Back to the aforementioned things I actually knew before I was so frequently and thoroughly humbled. I was pumped about b, c and d, curious about e, indifferent to a and most excited for f -- fútbol. Of course I would miss Eli Manning and the Giants, miss the NHL Playoffs and even miss the ever-failing Mets, but like Joseph Gordon Levitt getting over Zooey Deschanel by running into Minka Kelly at the end of 500 Days of Summer, Jason Segel upgrading from Sarah Marshall to Mila Kunis and the plot of every other romance film ever, something better was on its way.

I was about to immerse myself in Iniesta-Cup-clinching, Diego-Forlán-Golden-Ball-winning, Gerard-Pique-hammered-on-a-parade-float soccer paradise.

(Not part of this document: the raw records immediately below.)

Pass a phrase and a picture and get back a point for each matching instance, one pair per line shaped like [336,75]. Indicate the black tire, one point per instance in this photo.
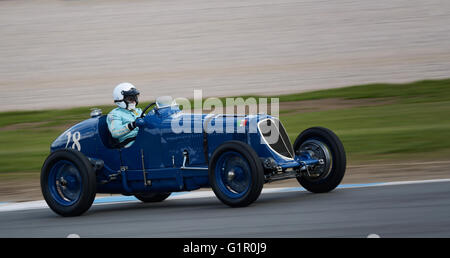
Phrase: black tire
[255,172]
[336,170]
[152,197]
[86,174]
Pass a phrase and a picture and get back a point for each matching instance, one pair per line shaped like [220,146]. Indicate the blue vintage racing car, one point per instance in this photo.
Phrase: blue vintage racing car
[235,163]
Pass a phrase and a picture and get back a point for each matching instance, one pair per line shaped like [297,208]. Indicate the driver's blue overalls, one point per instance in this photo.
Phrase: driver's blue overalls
[118,119]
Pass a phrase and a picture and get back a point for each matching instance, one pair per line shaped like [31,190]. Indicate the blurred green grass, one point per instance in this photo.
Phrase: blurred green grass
[415,125]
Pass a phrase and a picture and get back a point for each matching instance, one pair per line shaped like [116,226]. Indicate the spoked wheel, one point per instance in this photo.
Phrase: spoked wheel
[236,174]
[321,144]
[68,182]
[152,197]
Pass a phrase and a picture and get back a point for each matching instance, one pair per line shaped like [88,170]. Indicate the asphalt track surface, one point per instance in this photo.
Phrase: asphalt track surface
[56,54]
[407,210]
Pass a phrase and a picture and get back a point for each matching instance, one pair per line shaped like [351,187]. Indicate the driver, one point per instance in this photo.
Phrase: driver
[124,120]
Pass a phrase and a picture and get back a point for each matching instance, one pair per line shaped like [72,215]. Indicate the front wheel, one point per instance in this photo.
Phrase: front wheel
[322,144]
[68,182]
[236,174]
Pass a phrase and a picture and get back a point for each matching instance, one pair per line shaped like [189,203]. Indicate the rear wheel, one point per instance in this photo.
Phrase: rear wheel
[152,197]
[236,174]
[68,182]
[322,144]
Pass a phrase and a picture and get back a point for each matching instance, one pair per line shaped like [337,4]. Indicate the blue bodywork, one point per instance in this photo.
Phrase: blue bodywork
[161,160]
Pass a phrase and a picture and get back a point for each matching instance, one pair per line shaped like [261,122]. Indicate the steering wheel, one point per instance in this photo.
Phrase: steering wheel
[146,108]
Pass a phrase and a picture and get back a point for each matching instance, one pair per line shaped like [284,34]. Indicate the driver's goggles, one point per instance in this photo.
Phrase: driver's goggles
[131,98]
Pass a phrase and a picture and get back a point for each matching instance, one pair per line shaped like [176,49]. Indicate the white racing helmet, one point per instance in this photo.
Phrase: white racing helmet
[124,94]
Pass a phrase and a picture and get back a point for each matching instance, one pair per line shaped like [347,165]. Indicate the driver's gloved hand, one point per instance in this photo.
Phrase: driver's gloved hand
[131,125]
[139,122]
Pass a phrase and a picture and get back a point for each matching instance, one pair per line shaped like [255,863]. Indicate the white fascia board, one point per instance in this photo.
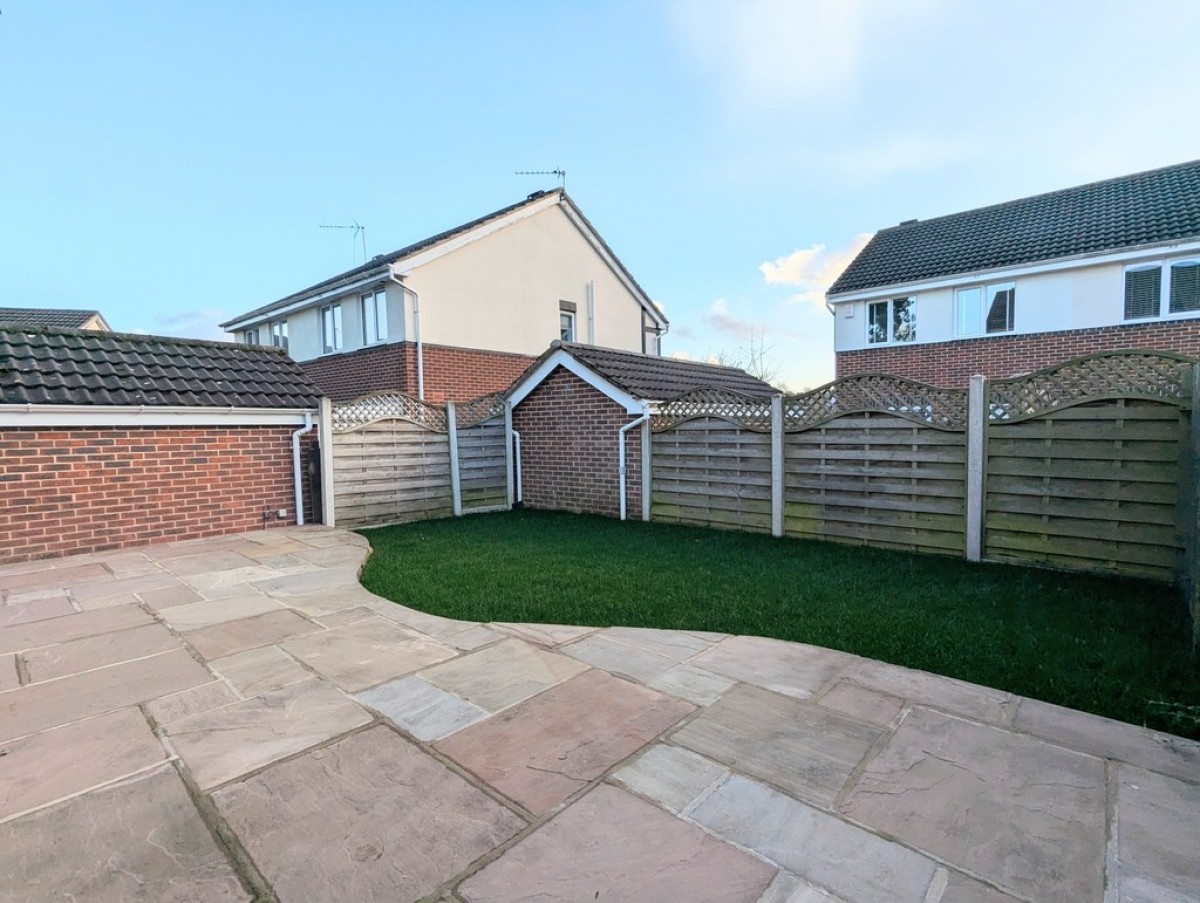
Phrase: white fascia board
[37,416]
[407,264]
[617,269]
[563,359]
[1005,274]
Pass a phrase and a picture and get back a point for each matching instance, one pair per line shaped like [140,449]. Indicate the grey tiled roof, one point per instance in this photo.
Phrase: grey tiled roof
[46,317]
[67,366]
[654,378]
[1149,208]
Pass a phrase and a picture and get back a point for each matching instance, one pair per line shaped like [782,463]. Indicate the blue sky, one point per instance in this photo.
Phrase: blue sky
[169,162]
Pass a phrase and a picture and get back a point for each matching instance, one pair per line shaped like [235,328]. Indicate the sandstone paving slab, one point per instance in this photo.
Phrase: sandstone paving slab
[425,711]
[39,706]
[139,839]
[89,652]
[544,749]
[807,751]
[195,615]
[71,627]
[1110,740]
[1025,815]
[691,683]
[367,818]
[790,668]
[670,776]
[853,863]
[613,847]
[261,670]
[1158,831]
[504,674]
[969,700]
[231,637]
[63,761]
[238,739]
[367,652]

My love for soccer became my best tool for adapting to Spanish culture. Each day, I learned more sentence structures and slang by reading the commuter tabloid sports sections in the morning and Marca.com (The ESPN of Spain) articles and user comments in the evening. I learned how to swear by listening to the jaded "sufridores" (sufferers) cursing Atlético de Madrid's shaky defense. I learned about the weird web of political ideology and sports fandom, which helped me begin to understand some Spanish social issues, politics and the transition from Fascism to modernity.

Most importantly, I always had some way to talk to and connect with people, whether they were the third graders wearing full Spain national team kits, including socks and cleats, in my English classes or the drunk guys at the bar calling me Guti because I have long blonde hair and posing around me for photos.

This year I have watched games at Atleti's Vicente Calderon stadium, Real Madrid's Santiago Bernabeu, FC Porto's Estadio de Dragao and Barcelona's Camp Nou as well as a ton of bares, tabernas, cervecerías and other spots that cram the calles of Madrid and offer cheap beer, a basket of sunflower seeds and a TV screen on which Cristiano Ronaldo overpowers otherwise unflappable defenders for an hour and a half.

In two days I return to New Jersey (true home of Villarreal's star striker/Italian turncoat Guiseppe Rossi -- another important conversation starter) and I'm excited to watch Thierry Henry at Red Bull Arena to juggle with my brother in the frontyard while trying to impress joggers and to write and create art for this website.


Outside Camp Nou in Barcelona with my tall friend Aaron.